Так вышло, что мой видеопривет показали в самом начале дискуссии, так что все собравшиеся заочно спорили со мной (я рад, на то и был рассчёт).
Хайлайтс:
— Мамлыга рассказывает, что в Северной Осетии есть книги о Беслане — правда, неясно, художественные или нет; до Москвы они почему-то не добираются.
— Он же выделяет в отдельную категорию книги как бы не о современности — в которых действие происходит в отчётливо параллельной реальности, как у Поляринова или Сальникова. Мне кажется, это несущественно. Новый фильм Тарантино, даром что происходит в фантазийной версии шестидесятых, всё равно остаётся фильмом о шестидесятых. То же и с современностью.
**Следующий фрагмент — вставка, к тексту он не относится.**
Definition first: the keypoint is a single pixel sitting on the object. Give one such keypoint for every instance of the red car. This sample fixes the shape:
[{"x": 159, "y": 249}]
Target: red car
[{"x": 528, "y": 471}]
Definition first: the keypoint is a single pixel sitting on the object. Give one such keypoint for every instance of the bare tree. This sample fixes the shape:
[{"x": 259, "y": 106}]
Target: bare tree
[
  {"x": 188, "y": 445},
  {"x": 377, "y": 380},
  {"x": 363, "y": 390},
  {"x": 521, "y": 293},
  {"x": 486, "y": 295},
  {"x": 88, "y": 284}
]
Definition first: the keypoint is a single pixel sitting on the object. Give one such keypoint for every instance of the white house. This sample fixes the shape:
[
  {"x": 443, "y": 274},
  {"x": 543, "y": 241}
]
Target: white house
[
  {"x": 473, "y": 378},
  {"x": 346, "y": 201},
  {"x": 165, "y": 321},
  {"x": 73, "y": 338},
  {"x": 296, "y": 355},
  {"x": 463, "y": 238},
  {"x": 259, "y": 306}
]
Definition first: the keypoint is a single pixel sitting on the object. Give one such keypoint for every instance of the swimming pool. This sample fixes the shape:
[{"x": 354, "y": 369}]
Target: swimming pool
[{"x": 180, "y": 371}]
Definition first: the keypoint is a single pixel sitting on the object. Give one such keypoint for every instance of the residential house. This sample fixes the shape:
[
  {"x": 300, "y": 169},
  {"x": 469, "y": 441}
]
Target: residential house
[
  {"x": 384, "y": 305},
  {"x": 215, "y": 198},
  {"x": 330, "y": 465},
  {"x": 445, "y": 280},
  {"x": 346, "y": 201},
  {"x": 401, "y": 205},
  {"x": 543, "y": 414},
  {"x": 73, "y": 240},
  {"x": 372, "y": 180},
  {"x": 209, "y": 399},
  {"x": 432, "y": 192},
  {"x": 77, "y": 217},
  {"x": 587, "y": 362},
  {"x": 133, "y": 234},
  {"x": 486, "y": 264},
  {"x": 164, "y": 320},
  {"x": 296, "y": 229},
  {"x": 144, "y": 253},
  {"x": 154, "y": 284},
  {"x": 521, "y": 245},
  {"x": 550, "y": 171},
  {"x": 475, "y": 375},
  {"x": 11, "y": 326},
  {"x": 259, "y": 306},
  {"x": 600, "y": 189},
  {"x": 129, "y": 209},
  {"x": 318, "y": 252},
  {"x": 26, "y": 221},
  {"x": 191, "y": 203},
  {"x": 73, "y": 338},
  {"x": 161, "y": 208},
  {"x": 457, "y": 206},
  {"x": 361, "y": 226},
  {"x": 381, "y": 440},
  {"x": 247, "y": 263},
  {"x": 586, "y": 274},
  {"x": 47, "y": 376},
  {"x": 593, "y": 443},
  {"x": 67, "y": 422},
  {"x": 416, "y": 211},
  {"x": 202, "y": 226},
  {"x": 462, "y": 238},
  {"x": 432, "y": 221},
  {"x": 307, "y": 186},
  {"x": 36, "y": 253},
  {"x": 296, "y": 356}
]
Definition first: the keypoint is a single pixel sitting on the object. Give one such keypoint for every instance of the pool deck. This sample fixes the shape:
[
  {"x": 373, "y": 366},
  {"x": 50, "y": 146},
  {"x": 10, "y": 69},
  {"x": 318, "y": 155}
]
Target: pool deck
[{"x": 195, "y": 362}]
— Почти все несогласны с моим наглым предположением о том, что появление литературы о современности может привести к тому, что люди больше начнут читать. Скептицизм ясен, но он основан на той же кофейной гуще, что и моя надежда: может, да, а может, нет. Пока не появится литература о настоящем как тренд, а не как отдельные феномены — о последствиях можно только гадать.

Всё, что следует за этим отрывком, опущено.